39. A computer-readable medium storing computer-executable instructions for causing a computer system programmed thereby to perform the method of claim 38.

40. The method of claim 38 wherein the second format uses differential quantization level signaling at the macroblock layer.

41. The method of claim 38 wherein the quantization levels are quantization step sizes.

42. The method of claim 38 further comprising adjusting the obtained quantization levels for rate control before applying the quantization levels.

43. A method of transcoding video comprising:

obtaining quantization levels for compressed video in a first format;

decompressing the compressed video in the first format; and

re-compressing the video to produce compressed video in a second format, including quantizing the compressed video in the second format to a degree comparable to the obtained quantization levels to reduce differences in quality between the respective compressed video in the first and second formats, wherein compression efficiencies of the second format substantially reduce bitrate of the compressed video in the second format compared to the compressed video in the first format.

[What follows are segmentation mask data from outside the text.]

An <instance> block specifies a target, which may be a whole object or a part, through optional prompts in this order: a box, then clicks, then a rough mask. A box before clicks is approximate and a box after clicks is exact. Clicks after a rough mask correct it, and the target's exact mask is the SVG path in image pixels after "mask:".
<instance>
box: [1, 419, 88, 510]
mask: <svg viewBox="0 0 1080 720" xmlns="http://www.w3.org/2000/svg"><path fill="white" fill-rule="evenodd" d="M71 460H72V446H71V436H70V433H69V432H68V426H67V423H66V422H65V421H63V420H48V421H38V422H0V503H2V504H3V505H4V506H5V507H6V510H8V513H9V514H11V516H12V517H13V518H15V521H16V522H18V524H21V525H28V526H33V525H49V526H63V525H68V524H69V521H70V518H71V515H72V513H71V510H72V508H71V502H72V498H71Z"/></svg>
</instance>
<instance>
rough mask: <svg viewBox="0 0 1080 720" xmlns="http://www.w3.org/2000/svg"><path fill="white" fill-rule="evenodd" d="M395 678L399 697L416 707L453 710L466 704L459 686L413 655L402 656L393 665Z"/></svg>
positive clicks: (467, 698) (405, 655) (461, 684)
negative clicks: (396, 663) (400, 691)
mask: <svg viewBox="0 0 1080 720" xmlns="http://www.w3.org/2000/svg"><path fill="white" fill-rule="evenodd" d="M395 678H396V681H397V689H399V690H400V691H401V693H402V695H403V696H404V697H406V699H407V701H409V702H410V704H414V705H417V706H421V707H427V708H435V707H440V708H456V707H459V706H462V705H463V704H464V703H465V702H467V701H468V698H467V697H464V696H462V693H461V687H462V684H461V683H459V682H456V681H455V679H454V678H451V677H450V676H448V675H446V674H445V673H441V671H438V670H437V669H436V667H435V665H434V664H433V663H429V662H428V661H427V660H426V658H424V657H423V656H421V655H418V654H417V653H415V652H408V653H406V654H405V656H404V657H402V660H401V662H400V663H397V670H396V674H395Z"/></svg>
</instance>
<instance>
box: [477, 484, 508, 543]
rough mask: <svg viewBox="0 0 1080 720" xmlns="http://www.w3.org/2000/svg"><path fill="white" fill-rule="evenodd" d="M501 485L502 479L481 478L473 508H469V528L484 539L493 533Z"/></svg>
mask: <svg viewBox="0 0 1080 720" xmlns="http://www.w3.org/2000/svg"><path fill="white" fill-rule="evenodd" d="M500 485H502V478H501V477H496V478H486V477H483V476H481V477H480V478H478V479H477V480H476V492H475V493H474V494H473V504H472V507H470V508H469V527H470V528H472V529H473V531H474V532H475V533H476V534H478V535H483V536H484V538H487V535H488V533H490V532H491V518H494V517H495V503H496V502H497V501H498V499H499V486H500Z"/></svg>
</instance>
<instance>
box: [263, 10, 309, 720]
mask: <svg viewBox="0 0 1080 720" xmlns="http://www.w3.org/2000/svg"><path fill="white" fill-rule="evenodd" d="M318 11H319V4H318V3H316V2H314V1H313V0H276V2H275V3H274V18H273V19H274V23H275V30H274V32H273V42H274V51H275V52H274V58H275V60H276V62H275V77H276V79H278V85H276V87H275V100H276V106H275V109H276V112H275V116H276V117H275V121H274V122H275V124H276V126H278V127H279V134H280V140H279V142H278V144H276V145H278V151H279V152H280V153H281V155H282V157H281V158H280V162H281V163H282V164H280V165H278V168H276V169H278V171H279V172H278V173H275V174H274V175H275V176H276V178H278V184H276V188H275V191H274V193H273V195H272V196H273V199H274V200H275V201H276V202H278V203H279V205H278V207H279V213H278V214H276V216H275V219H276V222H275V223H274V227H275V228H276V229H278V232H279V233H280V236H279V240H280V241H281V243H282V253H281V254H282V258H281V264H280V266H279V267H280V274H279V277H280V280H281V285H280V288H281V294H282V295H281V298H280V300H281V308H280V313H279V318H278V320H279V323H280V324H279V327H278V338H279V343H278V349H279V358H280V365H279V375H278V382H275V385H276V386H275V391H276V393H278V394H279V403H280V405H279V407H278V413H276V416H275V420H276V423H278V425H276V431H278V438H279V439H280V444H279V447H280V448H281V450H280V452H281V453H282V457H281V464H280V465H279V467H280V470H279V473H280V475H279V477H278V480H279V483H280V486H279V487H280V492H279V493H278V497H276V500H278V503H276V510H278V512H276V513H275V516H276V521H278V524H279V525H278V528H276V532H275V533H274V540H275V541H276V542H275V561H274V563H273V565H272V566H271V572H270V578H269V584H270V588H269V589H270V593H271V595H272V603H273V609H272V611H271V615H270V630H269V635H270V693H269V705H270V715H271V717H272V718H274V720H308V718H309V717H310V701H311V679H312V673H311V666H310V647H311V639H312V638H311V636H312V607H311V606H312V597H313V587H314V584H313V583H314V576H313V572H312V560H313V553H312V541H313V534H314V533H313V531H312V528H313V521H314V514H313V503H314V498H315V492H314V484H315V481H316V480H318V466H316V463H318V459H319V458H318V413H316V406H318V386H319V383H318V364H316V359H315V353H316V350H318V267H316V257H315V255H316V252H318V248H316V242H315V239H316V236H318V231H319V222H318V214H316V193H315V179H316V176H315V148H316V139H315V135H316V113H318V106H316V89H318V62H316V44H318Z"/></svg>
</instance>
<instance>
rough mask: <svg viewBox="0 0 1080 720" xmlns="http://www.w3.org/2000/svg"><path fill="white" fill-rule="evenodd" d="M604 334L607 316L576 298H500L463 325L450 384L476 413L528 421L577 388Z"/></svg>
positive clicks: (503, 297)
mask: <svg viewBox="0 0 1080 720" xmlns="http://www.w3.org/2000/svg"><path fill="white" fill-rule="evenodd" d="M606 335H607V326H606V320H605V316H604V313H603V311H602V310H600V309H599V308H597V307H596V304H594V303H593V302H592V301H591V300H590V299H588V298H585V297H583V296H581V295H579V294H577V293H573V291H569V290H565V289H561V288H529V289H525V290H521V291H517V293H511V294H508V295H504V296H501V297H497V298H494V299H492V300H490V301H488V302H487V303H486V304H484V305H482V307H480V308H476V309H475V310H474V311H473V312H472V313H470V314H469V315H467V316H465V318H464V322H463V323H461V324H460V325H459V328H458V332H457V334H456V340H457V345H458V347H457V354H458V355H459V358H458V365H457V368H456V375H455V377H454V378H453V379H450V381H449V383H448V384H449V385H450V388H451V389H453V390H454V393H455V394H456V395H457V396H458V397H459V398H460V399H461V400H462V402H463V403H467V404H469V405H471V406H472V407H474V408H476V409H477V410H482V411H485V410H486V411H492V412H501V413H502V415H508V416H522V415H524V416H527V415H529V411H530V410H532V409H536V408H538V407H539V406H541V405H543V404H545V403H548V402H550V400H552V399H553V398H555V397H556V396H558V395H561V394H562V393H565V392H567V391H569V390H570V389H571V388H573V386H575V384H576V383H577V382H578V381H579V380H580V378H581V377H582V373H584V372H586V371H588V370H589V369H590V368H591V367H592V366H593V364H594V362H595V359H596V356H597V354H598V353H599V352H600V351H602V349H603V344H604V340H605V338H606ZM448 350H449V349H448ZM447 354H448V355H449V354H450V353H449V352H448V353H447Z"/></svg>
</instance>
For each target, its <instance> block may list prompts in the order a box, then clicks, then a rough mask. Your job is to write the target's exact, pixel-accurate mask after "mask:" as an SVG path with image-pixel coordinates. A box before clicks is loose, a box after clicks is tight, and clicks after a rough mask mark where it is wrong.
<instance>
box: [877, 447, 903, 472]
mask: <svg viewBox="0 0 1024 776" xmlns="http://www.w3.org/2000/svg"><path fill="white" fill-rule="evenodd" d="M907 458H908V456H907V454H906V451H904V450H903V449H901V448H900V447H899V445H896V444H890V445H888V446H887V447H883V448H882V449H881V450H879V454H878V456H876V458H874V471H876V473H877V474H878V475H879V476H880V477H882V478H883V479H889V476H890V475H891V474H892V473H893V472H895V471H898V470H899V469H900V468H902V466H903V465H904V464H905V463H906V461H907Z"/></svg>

44. The method of claim 43 including tracking quantization or bitrate at the picture level for the respective compressed video in the first and second formats.

45. The method of claim 43 including tracking quantization or bitrate at the macroblock level for the respective compressed video in the first and second formats.

46. The method of claim 43 wherein the compression efficiencies of the second format reduce bitrate of the compressed video in the second format by at least 20% compared to the compressed video in the first format.

47. The method of claim 43 wherein overall differences in quality between the compressed video in the second format and the compressed video in the first format are below visibility thresholds.

48. The method of claim 43 wherein motion estimation and compensation in the second format differ from motion estimation and compensation in to the first format in terms of use of loop filtering, number of motion vectors per macroblock, use of intensity compensation, and/or motion vector precision.

49. The method of claim 43 wherein compression in the second format uses a variable-size frequency transform.

50. The method of claim 43 wherein compression in the second format and compression in the first format use different prediction modes for motion vectors and/or prediction residuals.

51. The method of claim 43 wherein compression in the second format and compression in the first format use different entropy encoding.

52. A computer-readable medium storing computer-executable instructions for causing a computer system programmed thereby to perform the method of claim 43.

53. A method of transcoding video comprising:

decompressing compressed video in a first format; and

re-compressing the video to produce compressed video in a second format using a second format encoder with default one-pass variable bitrate encoding, including regulating compression parameters of the second format encoder to produce the compressed video in the second format at a constant or relatively constant bitrate by varying quality and bitrate in proportion to one or more rate control criteria.

54. The method of claim 53 wherein the one or more rate control criteria are based at least in part on buffer fullness values.

55. The method of claim 53 wherein the one or more rate control criteria are based at least in part on deviations between allocated bits and used bits for previous video.

56. A computer-readable medium storing computer-executable instructions for causing a computer system programmed thereby to perform the method of claim 53.